24. Alors Thrymer, le prince des Thursars, chanta : « Levez-vous, géants, et parez vos bancs, amenez-moi pour fiancée Freya, la fille de Njœrd de Noatum. »
25. Dans la cour se promenaient les troupeaux à cornes d’or, les bœufs noirs, la joie du géant : « J’ai de l’or, j’ai des perles, Freya seule me manquait. »
26. Les voyageurs arrivèrent le soir de bonne heure, et la bière forte des géants fut apportée devant eux. L’époux de Sif mangea à lui seul un bœuf, huit saumons et tous les plats fins qui conviennent aux femmes.
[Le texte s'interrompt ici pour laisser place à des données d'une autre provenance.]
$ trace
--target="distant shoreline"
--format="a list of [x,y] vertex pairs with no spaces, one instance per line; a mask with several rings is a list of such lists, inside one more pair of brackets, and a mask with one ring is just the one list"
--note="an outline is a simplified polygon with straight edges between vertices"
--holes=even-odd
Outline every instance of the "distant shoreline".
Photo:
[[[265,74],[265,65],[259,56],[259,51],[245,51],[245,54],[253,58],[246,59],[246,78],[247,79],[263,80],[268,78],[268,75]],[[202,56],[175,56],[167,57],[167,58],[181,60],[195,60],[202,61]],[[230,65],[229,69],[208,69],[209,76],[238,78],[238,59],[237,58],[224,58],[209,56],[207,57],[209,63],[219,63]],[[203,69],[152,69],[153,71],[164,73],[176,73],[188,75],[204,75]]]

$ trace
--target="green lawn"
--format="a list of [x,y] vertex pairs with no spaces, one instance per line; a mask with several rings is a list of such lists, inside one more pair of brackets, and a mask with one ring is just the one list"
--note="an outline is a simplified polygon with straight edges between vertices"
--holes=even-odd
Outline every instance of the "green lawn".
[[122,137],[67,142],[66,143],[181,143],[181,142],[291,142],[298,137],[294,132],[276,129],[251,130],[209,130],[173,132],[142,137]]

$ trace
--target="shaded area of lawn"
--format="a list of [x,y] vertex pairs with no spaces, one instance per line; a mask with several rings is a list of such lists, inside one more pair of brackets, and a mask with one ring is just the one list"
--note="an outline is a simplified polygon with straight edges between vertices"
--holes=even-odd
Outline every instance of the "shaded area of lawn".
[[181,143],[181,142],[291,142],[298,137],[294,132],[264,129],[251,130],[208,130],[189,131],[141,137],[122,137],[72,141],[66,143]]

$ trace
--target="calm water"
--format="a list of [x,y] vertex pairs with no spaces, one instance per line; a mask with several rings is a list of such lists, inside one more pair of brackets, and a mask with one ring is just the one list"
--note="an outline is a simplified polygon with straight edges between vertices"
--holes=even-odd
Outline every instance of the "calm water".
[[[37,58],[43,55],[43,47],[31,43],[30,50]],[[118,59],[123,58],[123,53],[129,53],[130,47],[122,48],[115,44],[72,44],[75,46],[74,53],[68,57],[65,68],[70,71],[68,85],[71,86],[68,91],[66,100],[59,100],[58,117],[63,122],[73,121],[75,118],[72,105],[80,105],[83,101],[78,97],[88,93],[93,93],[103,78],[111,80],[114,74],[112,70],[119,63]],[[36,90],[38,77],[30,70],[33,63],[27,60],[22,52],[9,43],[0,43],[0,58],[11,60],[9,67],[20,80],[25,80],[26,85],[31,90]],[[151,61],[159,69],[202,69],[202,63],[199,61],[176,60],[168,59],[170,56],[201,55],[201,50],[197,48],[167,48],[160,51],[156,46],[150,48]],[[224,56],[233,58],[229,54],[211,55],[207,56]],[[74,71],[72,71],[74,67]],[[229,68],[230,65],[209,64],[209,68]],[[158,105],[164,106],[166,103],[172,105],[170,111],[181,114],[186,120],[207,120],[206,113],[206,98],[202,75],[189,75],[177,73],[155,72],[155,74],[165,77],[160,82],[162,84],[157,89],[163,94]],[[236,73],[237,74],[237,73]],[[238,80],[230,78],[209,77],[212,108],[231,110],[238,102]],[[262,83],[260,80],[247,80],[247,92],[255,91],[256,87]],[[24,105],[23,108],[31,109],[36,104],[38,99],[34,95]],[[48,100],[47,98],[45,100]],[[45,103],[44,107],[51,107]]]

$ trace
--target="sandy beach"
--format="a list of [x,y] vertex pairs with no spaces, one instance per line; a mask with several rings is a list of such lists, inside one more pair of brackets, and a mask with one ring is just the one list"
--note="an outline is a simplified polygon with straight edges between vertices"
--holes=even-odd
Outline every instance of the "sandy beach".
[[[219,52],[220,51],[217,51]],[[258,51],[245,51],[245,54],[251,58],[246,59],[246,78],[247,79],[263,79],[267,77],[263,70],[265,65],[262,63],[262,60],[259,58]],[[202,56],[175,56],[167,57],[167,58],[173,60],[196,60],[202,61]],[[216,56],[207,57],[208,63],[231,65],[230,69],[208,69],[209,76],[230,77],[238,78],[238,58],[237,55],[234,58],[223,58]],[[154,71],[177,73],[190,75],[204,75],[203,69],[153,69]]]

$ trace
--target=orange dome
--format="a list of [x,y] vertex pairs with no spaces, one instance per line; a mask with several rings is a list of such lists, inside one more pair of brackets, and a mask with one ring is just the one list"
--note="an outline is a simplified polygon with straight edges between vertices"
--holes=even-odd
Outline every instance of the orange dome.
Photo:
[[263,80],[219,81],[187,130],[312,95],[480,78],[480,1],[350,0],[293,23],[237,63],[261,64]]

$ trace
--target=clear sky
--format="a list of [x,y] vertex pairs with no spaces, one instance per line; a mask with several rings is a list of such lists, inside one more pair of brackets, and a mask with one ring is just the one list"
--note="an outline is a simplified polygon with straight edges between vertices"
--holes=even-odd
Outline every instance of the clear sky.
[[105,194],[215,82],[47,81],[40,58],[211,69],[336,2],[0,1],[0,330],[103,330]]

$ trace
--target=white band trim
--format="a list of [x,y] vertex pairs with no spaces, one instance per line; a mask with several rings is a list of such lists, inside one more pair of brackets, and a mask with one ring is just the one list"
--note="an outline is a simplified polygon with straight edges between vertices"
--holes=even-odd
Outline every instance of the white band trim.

Il but trois tonnes d’hydromel.
27. Alors Thrymer, le prince des Thursars, chanta :« Où vit-on jamais une fiancée aussi gloutonne et avalant d’aussi grandes bouchées ? Je n’ai pas encore vu de femme buvant de la sorte. »
28. L’adroite suivante était là, et trouvait réponse aux paroles du géant : « Freya n’a rien pris depuis huit nuits, tant elle était impatiente d’arriver à Jœtenhem. »
29. Thrymer se baissa sous le lin pour embrasser l’Asesse ; mais il bondit en arrière jusqu’au fond de la salle. « Comment se fait-il que les yeux de Freya soient aussi pénétrants ? On dirait qu’ils lancent du feu. »
30. L’adroite suivante était là, et trouvait réponse aux paroles du géant. « Freya n’a point dormi durant huit nuits, tant elle était impatiente d’arriver à Jœtenhem. »
31. La laide sœur du géant entra et osa demander un cadeau : « Donne-moi les rouges anneaux que tu portes à tes doigts, si tu veux acquérir mon amour… mon amour et toute la bienveillance de mon cœur. »
32. Alors Thrymer, le prince des Thursars, chanta : « Apportez le marteau, pour l’offrir à ma fiancée ; posez-le sur les genoux de Freya, et mariez-nous avec la main de Vœr. »
33. Le cœur de Hloride rit dans son sein lorsqu’il sentit sur ses genoux le dur marteau : il tua d’abord Thrymer, le prince des Thursars, et assomma toute la race de ce géant.
34. Il tua aussi la vieille sœur du géant qui avait demandé une dot. Elle reçut un coup de poing pour l’argent qu’on lui avait donné, et un coup de marteau pour les anneaux. C’est ainsi que le fils d’Odin rentra en possession de son marteau.